Cuando esto oyó Rodolfo, llevado de su amoroso y encendido deseo, y quitándole el nombre de esposo todos los estorbos que la honestidad y decencia del lugar le podían poner, se abalanzó al rostro de Leocadia, y, juntando su boca con la della, estaba como esperando que se le saliese el alma para darle acogida en la suya. Pero, cuando más las lágrimas de todos por lástima crecían, y por dolor las voces se aumentaban, y los cabellos y barbas de la madre y padre de Leocadia arrancados venían a menos, y los gritos de su hijo penetraban los cielos, volvió en sí Leocadia, y con su vuelta volvió la alegría y el contento que de los pechos de los circunstantes se había ausentado.
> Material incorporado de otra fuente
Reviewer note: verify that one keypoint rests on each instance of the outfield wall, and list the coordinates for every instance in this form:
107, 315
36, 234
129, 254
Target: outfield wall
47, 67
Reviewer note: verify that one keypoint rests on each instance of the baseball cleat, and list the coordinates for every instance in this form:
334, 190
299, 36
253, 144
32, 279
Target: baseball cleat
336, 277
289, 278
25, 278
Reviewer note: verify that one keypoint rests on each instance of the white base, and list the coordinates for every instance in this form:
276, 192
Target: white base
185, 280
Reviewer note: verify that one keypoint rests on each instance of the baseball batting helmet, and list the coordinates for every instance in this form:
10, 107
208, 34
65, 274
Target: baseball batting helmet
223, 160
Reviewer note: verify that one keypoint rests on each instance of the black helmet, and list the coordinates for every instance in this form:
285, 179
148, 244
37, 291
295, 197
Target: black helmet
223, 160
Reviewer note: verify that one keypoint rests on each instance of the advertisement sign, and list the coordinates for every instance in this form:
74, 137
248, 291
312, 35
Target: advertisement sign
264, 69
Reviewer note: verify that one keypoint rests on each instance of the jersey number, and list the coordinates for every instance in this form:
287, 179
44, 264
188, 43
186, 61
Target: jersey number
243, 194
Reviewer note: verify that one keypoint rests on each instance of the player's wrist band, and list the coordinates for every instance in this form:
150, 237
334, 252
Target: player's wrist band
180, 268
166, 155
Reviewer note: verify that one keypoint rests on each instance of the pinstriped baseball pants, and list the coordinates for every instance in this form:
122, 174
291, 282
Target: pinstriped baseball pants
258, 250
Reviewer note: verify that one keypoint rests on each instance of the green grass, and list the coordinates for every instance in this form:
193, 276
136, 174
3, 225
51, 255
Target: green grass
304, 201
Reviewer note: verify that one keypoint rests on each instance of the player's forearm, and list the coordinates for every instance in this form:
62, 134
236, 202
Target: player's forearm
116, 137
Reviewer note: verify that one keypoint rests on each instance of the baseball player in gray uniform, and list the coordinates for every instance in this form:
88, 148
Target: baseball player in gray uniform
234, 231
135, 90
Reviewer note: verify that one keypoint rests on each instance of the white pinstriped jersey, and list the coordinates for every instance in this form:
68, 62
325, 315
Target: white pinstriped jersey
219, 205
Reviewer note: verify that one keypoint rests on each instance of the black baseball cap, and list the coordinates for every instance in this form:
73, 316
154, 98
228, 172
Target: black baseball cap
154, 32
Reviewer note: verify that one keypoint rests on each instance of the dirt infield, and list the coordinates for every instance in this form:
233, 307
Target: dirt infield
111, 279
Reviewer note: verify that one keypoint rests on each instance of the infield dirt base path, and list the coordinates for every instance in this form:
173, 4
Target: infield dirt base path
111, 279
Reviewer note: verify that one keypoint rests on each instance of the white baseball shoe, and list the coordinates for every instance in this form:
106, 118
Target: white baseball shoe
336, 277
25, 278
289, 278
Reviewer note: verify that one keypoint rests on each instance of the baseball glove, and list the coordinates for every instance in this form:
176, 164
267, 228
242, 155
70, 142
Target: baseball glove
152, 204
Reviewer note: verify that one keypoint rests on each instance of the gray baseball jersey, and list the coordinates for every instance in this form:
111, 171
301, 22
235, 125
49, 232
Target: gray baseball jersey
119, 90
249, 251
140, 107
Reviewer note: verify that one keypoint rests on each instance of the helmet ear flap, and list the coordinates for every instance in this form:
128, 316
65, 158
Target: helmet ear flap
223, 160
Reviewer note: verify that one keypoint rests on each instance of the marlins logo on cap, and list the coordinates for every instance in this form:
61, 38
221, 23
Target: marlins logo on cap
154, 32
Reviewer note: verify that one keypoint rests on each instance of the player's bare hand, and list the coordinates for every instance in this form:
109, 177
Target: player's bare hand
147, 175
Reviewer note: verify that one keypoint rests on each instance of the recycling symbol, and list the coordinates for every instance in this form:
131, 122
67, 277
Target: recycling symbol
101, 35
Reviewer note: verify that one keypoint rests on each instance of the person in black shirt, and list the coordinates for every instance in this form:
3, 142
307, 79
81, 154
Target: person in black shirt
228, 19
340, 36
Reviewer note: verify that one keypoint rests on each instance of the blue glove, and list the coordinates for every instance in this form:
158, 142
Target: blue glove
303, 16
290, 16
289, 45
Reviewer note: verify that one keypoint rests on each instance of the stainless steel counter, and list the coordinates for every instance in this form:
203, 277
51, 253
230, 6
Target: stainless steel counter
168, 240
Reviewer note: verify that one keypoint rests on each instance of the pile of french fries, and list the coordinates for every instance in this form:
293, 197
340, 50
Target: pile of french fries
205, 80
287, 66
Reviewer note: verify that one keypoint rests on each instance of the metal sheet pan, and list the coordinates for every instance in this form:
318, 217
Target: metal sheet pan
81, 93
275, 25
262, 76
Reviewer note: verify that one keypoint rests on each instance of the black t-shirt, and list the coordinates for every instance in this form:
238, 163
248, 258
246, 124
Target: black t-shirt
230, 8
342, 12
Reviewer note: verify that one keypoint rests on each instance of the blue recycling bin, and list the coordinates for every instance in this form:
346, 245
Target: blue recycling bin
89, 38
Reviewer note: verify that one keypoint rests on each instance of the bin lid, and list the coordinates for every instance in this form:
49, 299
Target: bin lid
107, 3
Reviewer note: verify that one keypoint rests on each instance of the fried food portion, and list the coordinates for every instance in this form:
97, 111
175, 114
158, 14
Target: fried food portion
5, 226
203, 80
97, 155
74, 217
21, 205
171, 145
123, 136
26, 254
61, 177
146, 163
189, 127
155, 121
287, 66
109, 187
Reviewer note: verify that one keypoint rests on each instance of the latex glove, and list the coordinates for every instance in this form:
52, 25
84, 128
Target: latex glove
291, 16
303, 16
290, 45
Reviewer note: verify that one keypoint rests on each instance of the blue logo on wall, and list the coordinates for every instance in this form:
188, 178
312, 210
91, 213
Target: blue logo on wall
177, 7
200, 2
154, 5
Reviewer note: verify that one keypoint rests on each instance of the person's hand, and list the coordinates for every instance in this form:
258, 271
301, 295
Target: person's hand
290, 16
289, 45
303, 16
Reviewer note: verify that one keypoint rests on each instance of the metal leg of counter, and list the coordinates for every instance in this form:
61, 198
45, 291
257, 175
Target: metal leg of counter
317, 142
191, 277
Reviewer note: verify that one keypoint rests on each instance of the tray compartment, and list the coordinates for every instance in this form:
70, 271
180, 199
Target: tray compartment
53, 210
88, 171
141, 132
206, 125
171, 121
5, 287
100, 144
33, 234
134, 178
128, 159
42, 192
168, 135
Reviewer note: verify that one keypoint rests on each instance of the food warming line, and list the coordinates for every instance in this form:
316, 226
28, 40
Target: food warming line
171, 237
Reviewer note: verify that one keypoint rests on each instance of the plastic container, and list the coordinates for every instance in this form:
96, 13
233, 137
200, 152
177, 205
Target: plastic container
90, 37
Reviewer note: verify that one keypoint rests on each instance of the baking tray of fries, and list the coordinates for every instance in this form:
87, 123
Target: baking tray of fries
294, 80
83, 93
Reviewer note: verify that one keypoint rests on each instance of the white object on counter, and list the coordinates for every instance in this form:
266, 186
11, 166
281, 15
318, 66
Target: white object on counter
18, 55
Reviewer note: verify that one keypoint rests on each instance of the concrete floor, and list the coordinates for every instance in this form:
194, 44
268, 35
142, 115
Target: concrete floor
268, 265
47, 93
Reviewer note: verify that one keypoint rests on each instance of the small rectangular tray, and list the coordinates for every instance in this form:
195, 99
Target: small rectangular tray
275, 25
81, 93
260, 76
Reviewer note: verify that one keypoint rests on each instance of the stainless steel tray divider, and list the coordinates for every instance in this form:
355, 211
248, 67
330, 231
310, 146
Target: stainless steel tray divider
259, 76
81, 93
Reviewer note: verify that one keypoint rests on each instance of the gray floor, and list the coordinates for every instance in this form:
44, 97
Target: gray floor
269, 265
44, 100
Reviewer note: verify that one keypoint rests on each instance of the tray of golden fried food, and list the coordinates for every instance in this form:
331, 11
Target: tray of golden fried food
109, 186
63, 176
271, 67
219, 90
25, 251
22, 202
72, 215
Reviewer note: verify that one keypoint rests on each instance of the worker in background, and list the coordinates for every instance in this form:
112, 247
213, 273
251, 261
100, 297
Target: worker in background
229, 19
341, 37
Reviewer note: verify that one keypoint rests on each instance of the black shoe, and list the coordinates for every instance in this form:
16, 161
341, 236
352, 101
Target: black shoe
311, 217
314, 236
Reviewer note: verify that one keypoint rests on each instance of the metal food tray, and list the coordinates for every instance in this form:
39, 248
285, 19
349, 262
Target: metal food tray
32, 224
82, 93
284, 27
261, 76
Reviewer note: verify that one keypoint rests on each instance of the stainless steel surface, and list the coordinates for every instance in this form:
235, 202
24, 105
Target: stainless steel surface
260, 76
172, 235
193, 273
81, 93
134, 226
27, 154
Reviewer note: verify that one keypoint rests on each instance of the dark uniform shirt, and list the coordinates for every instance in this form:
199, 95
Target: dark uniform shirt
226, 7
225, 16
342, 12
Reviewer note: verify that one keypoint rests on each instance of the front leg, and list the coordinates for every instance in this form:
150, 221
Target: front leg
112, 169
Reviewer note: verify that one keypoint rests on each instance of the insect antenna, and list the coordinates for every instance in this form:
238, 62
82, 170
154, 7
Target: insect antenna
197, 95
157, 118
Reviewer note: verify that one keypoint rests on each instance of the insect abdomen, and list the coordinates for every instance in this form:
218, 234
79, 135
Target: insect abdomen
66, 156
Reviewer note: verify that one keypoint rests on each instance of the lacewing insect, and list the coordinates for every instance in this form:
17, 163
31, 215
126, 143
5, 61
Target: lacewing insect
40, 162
Hallóse Leocadia entre los brazos de Rodolfo, y quisiera con honesta fuerza desasirse dellos; pero él le dijo:
-No, señora, no ha de ser ansí. No es bien que punéis por apartaros de los brazos de aquel que os tiene en el alma.
A esta razón acabó de todo en todo de cobrar Leocadia sus sentidos, y acabó doña Estefanía de no llevar más adelante su determinación primera, diciendo al cura que luego luego desposase a su hijo con Leocadia.